Orams ruling delivers “the killer blow” for Cyprus and British justice

Below is a statement from human rights group Embargoed! about today’s British Court of Appeal ruling on the case between Meletios Apostolides and David and Linda Orams.

“Embargoed! is outraged that the British Court of Appeal has chosen to bow down to the European Court of Justice  verdict  and find entirely in favour of the plaintiff Meletios Apostolides. There were various other avenues the British Court of Appeal could have followed, but this decision is the worst of all possible outcomes. The British Government has repeatedly failed to fulfil its obligation to the Turkish Cypriots as a Guarantor, and now the British justice system follows suit.

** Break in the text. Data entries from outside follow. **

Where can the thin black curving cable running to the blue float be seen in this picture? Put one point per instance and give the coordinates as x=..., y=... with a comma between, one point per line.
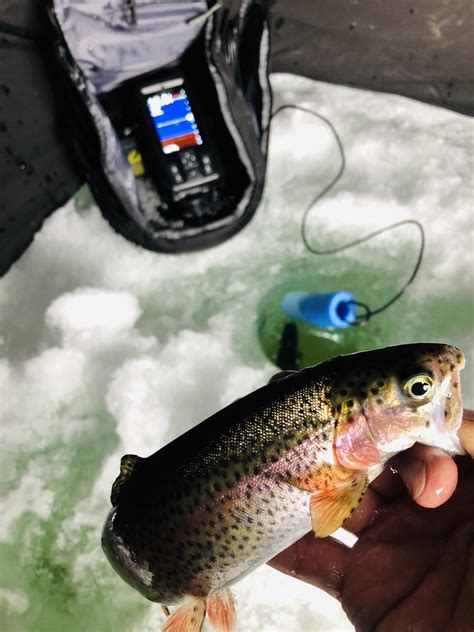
x=367, y=312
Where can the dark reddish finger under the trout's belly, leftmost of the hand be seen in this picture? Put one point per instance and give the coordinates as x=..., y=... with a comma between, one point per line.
x=317, y=561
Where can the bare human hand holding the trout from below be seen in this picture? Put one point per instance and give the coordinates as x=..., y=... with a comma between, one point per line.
x=412, y=567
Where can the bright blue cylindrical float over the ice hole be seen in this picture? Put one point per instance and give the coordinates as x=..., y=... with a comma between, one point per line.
x=321, y=309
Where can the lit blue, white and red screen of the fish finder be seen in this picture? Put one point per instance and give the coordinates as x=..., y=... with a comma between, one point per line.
x=173, y=119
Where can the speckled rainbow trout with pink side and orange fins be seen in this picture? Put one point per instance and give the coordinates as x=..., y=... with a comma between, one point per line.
x=204, y=511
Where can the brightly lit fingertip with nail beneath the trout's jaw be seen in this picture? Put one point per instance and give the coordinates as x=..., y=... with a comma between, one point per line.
x=429, y=474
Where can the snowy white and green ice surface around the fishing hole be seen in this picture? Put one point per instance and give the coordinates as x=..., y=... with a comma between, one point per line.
x=108, y=349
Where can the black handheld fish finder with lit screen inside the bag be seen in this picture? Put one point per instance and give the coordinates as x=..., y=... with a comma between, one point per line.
x=177, y=146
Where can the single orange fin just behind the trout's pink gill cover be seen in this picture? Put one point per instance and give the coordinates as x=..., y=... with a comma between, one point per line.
x=331, y=506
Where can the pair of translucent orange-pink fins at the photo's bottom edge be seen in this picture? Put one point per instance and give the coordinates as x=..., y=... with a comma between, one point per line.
x=190, y=616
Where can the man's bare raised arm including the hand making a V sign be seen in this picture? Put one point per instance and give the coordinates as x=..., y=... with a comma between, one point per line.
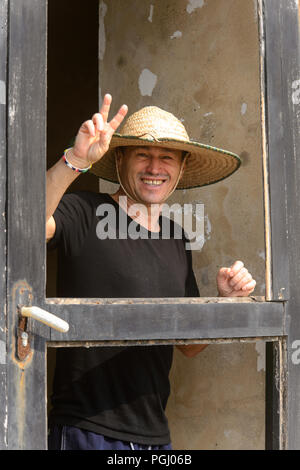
x=92, y=142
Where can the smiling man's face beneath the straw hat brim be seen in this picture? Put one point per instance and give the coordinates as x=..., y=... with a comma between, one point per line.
x=149, y=173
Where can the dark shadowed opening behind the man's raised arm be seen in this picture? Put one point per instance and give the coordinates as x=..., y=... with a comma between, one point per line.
x=72, y=91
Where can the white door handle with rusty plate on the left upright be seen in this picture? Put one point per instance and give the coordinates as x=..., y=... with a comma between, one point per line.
x=23, y=334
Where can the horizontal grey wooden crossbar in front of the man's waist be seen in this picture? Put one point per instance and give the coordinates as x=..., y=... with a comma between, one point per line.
x=170, y=319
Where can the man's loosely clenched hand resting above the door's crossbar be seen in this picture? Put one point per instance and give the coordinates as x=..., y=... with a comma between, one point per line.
x=235, y=281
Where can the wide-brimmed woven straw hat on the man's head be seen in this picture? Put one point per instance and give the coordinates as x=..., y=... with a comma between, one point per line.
x=154, y=126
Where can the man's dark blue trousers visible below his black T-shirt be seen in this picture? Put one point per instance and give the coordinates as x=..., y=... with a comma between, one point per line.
x=72, y=438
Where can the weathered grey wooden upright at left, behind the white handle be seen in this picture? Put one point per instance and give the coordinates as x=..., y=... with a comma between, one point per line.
x=26, y=191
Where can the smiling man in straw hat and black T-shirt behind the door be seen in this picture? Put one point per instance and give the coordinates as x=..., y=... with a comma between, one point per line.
x=115, y=397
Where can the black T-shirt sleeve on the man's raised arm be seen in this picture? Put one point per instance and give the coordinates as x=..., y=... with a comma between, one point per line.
x=73, y=218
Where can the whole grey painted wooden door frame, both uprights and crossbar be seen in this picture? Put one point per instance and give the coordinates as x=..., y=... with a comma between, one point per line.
x=130, y=321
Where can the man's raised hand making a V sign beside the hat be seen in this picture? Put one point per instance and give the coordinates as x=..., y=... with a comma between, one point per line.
x=94, y=136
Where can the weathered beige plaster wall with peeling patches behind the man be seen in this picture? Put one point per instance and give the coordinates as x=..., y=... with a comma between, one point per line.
x=199, y=59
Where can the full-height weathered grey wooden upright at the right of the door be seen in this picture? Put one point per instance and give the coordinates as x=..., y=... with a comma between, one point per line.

The ruling, which deftly avoided any mention of the island’s troubles during the 1960s, smacks of political bias and an attempt to cover up ongoing mistakes by the European Union in its handling of Cyprus. It admitted a divided island in 2004 and now only recognises Greek Cypriots and South Cyprus, while wantonly discriminating against Turkish Cypriots and other residents in North Cyprus.

This flawed verdict comes at the most critical stage in the negotiations between the two Cypriot leaders and may well deliver the “killer blow” for efforts to reunite the island. Public policy and the wider issues affecting the Cyprus conflict were relegated to second place by the British court, whose ruling will have extensive, tragic and totally unjust implications for thousands of property owners in the UK and elsewhere across the EU. It makes a mockery of claims by the British, European and Greek Cypriot authorities that they want to see a negotiated settlement in Cyprus; they have knowingly allowed a piecemeal approach to the Property Issue to dominate, where individual rights have superseded the overall needs of Cyprus.

It is also staggering that the presence of a Greek judge heading the ECJ panel was not an issue of concern for the Court of Appeal. This is akin to allowing Arsene Wenger to referee a match involving Arsenal.

The case will undoubtedly be a turning point in Cyprus affairs, wedging a deep and irreversible divide between the two sides. The judgment ignores the past and present suffering of the Turkish Cypriots and their inherent legal and political rights. There is no real parallel equitable remedy for Turkish Cypriots in the South – the message today from Britain and the rest of the EU is, it’s one rule if you are a Greek Cypriot, another if you are Turkish Cypriot. Where is the justice in this?

At this time, Embargoed! also extends its thoughts and support to David and Linda Orams, who have inadvertently been caught up in this political battle. Their dignified behaviour and determination throughout is an inspiration to us all.